Yost: That was all Tim’s idea. In the first draft, he came in with the ATF guy, with Conor O’Farrell’s character, and then Tim just came up with that idea.
The idea of having Tanner meet his demise on a Bouncing Betty landmine, where did that come from?
Yost: We had cast that actor [Jim Haynie] back in season 1. We created this guy who has little gadgets and gizmos. He’s flying a little helicopter and talking about how they’re so cheap to buy now because of the Chinese. Boyd just grabbed it out of the air and got a rocket launcher from him. We just liked that guy Lemuel. So when we were looking for a climax for this episode, we came up with the idea of Tanner going back to basically kill him and get some money. We just thought if he’s that crafty, maybe he has some kind of failsafe mechanism in his workshop. Given his age — we played that Arlo was a Vietnam vet — it just seemed appropriate… And we wanted stuff to blow up.
Tanner’s mother was only in a few scenes, but she was a fun character.
Yost: The starting point was that turn: Raylan comes in on someone who seems very sweet and kinda ditzy. Then he says, “I need to get to your boy before really bad people do,” and she says, “Oh please, they’ve been pulling that on me since he was 10. Get outta here.” The details of her calling him in, and he thinks there might be some danger but it’s just some soap opera she can’t watch, that’s something that just developed.
And in the end, Raylan did fix her TV.
Yost: He’s a good guy. AND, he let her keep the money. The money was stolen from dear dead Lemuel, but, you know, Lemuel is an arms dealer. So I think Raylan makes those moral calculations, like this woman can use the money more than Lemuel’s family can. If he had taken it from her, it would get into a whole court mess and blah blah blah. So he just thought the better part of valor is to just let her have it.
Sticking with Raylan, once he realized the connection between Tanner and Errol, he asked Limehouse for help with Quarles, and it didn’t seem like Limehouse was ready to give it. Are we going to see Limehouse come around?
Yost: What do I always say in these phone calls? Keep watching…
Are we supposed to know who called the tip into Raylan about Quarles and the hustler Brady Hughes?
Yost: No. Keep watching…
To end on a happy note, that shoofly pie scene between Quarles and Limehouse was hilarious.

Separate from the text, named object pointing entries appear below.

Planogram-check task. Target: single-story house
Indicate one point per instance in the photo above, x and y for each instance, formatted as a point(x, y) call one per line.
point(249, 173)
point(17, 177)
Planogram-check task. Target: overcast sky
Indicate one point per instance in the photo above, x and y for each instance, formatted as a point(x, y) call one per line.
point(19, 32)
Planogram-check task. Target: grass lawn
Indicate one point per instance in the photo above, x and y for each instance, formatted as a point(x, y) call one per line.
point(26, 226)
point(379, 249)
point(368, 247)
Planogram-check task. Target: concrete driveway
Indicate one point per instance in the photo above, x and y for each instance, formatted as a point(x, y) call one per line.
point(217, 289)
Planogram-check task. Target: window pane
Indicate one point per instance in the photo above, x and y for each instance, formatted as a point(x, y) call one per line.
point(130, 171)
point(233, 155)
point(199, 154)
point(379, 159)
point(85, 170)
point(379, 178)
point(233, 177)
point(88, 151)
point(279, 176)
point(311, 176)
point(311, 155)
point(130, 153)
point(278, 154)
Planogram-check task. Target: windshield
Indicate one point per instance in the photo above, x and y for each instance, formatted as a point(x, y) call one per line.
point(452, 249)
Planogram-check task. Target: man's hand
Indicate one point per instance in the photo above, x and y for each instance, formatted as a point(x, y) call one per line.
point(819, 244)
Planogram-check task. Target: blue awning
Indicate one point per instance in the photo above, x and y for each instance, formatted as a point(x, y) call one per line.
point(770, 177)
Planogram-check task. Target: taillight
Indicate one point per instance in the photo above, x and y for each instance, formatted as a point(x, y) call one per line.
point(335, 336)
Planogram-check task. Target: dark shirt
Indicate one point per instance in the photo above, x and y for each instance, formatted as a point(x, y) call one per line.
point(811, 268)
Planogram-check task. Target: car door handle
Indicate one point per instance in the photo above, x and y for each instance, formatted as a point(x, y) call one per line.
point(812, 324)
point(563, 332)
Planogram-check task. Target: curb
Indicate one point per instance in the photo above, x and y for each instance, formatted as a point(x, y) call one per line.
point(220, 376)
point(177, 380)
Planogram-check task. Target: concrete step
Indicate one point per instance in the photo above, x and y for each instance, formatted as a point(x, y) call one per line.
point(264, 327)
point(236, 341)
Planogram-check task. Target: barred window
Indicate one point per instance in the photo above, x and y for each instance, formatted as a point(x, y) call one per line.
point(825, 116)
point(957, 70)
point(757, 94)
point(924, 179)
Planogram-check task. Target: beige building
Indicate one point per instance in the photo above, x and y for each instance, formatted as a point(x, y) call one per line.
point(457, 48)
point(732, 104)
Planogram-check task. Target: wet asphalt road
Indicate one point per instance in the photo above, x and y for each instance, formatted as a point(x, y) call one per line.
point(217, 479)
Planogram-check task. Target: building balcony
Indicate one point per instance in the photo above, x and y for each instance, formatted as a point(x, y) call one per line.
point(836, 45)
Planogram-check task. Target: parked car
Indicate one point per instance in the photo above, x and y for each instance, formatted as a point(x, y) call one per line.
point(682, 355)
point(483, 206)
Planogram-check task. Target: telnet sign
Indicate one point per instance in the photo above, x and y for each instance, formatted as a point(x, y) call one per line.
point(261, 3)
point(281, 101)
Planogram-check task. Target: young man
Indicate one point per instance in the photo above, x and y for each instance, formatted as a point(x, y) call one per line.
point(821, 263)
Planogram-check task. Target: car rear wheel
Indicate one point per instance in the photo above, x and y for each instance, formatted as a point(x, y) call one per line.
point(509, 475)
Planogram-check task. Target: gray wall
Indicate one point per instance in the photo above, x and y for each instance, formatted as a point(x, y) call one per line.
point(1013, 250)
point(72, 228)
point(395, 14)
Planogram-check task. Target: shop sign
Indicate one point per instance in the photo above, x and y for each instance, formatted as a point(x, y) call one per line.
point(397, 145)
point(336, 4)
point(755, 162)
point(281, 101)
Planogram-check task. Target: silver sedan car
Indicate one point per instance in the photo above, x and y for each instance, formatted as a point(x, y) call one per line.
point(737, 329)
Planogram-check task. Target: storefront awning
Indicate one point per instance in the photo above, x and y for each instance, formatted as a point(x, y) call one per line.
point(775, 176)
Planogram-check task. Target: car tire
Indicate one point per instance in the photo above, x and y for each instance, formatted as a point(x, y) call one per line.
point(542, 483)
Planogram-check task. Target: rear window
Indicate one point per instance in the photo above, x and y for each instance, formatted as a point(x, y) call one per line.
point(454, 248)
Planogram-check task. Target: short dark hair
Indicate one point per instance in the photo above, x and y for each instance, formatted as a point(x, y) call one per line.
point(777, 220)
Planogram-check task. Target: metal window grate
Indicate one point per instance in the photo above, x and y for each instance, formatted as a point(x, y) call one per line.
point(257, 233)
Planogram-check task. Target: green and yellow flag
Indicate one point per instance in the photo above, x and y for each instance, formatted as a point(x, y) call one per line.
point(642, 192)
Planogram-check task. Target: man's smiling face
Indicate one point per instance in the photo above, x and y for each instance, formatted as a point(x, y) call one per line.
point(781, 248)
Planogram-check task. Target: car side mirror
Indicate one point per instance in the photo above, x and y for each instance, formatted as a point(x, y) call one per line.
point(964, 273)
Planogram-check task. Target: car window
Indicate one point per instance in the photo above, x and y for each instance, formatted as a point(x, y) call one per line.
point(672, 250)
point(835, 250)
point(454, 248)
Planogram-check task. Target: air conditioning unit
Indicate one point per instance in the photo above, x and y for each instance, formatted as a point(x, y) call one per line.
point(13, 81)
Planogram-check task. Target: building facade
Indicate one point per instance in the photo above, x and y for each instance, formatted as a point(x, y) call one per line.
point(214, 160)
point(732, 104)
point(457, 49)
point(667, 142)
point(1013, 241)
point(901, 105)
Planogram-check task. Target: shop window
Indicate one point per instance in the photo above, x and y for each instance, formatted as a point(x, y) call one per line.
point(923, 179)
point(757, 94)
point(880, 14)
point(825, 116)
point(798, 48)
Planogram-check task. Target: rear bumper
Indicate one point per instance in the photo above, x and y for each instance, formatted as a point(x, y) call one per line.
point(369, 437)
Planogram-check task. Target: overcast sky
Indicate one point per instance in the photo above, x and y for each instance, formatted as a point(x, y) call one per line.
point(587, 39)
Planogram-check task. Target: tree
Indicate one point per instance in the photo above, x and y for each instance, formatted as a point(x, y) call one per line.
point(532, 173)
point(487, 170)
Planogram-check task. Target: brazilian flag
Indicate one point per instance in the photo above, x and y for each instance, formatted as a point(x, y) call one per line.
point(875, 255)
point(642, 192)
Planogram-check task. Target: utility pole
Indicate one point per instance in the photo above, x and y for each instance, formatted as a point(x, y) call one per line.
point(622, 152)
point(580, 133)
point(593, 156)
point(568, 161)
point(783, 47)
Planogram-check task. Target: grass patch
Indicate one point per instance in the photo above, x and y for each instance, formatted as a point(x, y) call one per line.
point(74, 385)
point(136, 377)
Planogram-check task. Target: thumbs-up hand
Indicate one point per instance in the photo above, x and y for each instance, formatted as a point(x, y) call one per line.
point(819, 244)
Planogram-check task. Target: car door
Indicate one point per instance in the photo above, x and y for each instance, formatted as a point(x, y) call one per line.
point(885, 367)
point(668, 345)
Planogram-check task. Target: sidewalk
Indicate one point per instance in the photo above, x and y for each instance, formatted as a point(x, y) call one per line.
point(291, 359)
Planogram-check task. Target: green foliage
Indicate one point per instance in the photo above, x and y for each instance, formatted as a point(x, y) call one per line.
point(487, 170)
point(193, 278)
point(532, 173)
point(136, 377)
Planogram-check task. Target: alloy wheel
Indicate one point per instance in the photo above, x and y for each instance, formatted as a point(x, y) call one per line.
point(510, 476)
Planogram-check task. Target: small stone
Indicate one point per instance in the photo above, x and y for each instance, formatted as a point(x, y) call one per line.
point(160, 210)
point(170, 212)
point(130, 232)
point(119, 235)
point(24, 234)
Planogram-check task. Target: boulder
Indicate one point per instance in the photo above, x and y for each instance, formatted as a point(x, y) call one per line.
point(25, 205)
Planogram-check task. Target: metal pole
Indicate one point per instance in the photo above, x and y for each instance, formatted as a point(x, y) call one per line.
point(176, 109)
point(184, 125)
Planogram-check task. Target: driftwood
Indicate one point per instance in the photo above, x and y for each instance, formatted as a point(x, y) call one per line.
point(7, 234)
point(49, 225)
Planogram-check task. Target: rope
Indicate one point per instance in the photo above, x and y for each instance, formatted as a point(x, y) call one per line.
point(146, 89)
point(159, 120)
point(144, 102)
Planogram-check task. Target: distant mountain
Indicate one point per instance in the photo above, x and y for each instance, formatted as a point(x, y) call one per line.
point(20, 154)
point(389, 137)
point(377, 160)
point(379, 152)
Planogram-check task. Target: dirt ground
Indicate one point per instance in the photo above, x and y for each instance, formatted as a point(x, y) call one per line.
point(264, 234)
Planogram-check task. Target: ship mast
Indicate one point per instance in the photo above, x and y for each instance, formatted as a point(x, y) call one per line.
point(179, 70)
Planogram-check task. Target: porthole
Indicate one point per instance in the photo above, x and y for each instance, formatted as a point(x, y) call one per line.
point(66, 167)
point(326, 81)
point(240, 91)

Yost: That’s Neal and Mykelti. They go back to Boomtown together, and they love working together, and they were just sort of throwing stuff at each other. I’ll see how you react, you’ll see how I react. They were just sort of playing. It was in the script, but Neal’s whole take on it and doing his mock Southern accent — just trying to insult the hell out of Limehouse — that was all Neal.